As the hour approached noon on a postcard-perfect Sandpoint day — bright sun, blue skies, light breeze — we sauntered into the pizzeria, already relaxed by the town’s laidback vacation vibe. All pizzas at the Loading Dock are the same size (13 inches) and the same price ($12). Combos include the Aglio (with puttanesca sauce, roasted garlic and goat cheese), the Spaniard (chorizo, piquillo peppers, smoked mozzarella and caramelized onions) and the Stoney (with barbecued chicken). But nostalgia is a tough taskmaster, so we went with the classic margherita: red sauce, slices of fresh Roma tomato, buffalo mozzarella, fresh basil.
The Loading Dock also sells wraps and oven-roasted hot dogs, along with a variety of surprising salads from the deli case, all made in-house ($8 per pound) — both the cauliflower and the broccoli with bacon looked delicious, as did the stuffed roasted red peppers. The case also holds an array of scratch-baked desserts, including a chocolate-peanut butter cake that’s on my list for next time. Beverage choices include sodas, a handful of beers on tap, plus house-made white sangria (clean and light, although crying out for fruit) and huckleberry lemonade (refreshing and well-balanced between tart and sweet) — or you can buy a six-pack or a bottle of wine and drink that with your meal.

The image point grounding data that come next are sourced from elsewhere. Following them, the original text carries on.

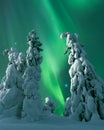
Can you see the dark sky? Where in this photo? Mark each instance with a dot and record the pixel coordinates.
(50, 18)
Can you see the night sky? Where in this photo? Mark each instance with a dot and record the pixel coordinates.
(50, 18)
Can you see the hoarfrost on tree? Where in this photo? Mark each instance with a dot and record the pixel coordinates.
(87, 89)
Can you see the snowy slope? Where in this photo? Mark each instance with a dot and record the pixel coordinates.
(50, 123)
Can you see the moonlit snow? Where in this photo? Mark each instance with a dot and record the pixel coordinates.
(21, 107)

We took our beverages and an 8-ounce side dish of Greek salad — tender-crisp zucchini half-moons, green and black olives, artichoke hearts, red onions, tomato wedges and pepperoncini slices, dressed in olive oil, lemon and a touch of oregano — and settled in on the deck, under the overhanging roof and a row of Chinese paper lanterns. Jack Johnson sang to us from the speakers overhead; outdoorsy types pedaled past on fat-tire cruisers. Moms with strollers, kids in flip-flops, hipster-wannabes on skateboards, aging bohemians — Sandpoint’s summer diversity rolled by, just a few feet away.

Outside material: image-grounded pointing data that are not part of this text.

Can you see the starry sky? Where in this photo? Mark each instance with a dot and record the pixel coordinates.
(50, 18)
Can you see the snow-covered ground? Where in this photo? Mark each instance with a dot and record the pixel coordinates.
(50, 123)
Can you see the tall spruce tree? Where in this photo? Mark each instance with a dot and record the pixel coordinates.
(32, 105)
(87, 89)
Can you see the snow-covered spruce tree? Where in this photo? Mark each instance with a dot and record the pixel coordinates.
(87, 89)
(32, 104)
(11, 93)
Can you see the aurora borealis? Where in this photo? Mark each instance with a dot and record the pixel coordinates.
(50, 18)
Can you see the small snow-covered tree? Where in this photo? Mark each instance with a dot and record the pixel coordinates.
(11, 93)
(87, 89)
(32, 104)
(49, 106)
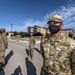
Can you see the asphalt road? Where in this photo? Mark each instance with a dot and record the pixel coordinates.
(17, 62)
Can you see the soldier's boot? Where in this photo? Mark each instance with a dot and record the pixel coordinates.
(2, 66)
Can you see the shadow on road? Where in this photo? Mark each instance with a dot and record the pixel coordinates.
(27, 51)
(37, 50)
(17, 71)
(8, 57)
(31, 70)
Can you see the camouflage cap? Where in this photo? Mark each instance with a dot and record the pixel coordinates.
(56, 18)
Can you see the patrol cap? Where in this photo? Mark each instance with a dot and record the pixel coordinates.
(56, 18)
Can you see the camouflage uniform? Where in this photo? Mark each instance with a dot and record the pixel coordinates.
(72, 61)
(2, 52)
(31, 47)
(56, 56)
(4, 37)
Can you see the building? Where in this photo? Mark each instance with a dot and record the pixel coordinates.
(35, 29)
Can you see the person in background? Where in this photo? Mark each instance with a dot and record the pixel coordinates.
(56, 50)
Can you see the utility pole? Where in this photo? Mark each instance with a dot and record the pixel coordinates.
(11, 27)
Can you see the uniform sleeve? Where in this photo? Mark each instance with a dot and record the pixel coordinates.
(72, 61)
(6, 42)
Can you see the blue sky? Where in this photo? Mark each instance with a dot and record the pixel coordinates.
(24, 13)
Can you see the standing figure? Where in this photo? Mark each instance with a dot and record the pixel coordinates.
(56, 50)
(31, 47)
(4, 37)
(2, 52)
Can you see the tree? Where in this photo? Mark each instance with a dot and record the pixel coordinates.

After an impressively short wait, our pizza arrived, wafting the scent of fresh basil in its wake. The outer edge of the crust was dark brown and crispy. As I pulled the first slice, the cheese stretched into telltale strings. I folded the piece just slightly and took my first bite — molten cheese melded with sweet tomato and a kick of oregano in a chewy, gooey, messy burst of flavor. Lake Pend Oreille and my surroundings disappeared, replaced by the old red Naugahyde booths and dark-wood tables of Kitty’s Restaurant near Boston, and I was 10 years old again, enjoying a rare meal out with my family.
The music shifted — Bob Marley — and I was back in Sandpoint. My first slice was gone. I had no memory of finishing it. I took another and studied it: the thinnest of crusts, a simple dough that had been hand-stretched moments after we’d ordered; a schmear of sauce, with the sweetness of reduced tomato; chewy buffalo mozzarella, not too thick, with a pleasing touch of saltiness that complements the tomato’s sweet nature; pieces of fresh basil scattered over the top, grounding the flavors with an earthy greenness.

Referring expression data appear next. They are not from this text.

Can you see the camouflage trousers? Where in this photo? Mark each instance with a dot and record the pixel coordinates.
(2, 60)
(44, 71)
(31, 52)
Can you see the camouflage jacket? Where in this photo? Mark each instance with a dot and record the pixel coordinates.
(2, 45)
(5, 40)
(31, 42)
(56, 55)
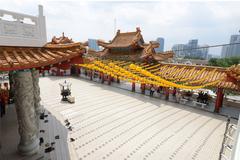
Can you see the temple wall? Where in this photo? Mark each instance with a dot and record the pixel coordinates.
(18, 29)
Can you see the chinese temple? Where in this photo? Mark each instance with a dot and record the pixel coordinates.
(127, 57)
(24, 63)
(130, 46)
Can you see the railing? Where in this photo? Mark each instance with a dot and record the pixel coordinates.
(230, 140)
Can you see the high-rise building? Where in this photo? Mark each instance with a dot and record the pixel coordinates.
(92, 44)
(232, 49)
(191, 49)
(160, 40)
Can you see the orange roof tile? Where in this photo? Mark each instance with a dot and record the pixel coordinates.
(15, 58)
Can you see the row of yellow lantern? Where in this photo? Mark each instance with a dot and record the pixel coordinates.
(121, 73)
(168, 83)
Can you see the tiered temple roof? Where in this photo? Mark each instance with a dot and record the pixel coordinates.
(16, 58)
(130, 46)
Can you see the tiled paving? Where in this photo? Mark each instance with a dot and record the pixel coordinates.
(111, 123)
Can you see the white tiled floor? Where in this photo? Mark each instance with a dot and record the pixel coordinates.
(110, 123)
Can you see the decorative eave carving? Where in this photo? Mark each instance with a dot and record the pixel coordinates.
(234, 72)
(61, 40)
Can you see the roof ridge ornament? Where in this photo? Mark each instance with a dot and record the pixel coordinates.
(138, 29)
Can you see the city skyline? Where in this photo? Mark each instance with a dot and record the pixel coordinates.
(177, 22)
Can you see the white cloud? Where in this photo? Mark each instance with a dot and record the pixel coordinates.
(177, 22)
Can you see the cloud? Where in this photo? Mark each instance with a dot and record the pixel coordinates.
(210, 22)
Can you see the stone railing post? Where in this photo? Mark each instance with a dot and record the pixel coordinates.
(26, 115)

The simplicity of the margherita pizza leaves little room for error. If there’s a weakness in this pizza, it’s the Roma tomato slices — they’re a little too thick, and their texture comes close to overwhelming the delicate interplay of sauce, cheese and crust. But that’s a tiny quibble. Tiny. This is, arguably, one of the best pizzas I’ve had on this side of the country.
Wanting to be sure that my judgment isn’t clouded by nostalgia, I ask Tamara if she thinks the pizza is good. She nods, chewing, not pausing to speak.
“So you like it?” I persist.
She nods again, swallowing. “I like it,” she says. “I’ll be coming back here.”
Qualitative judgments on something like pizza are so subjective. What I think is simple pizza perfection might strike you as lacking depth. And I haven’t yet tried the Loading Dock’s other creative combos, so I can’t rate them — although they look and smell delicious. But I can tell you that this pizza was delicious. And sitting on the deck, on a spectacular Northwest summer day, with the lake and the blue-green hills in the background, it carried me home.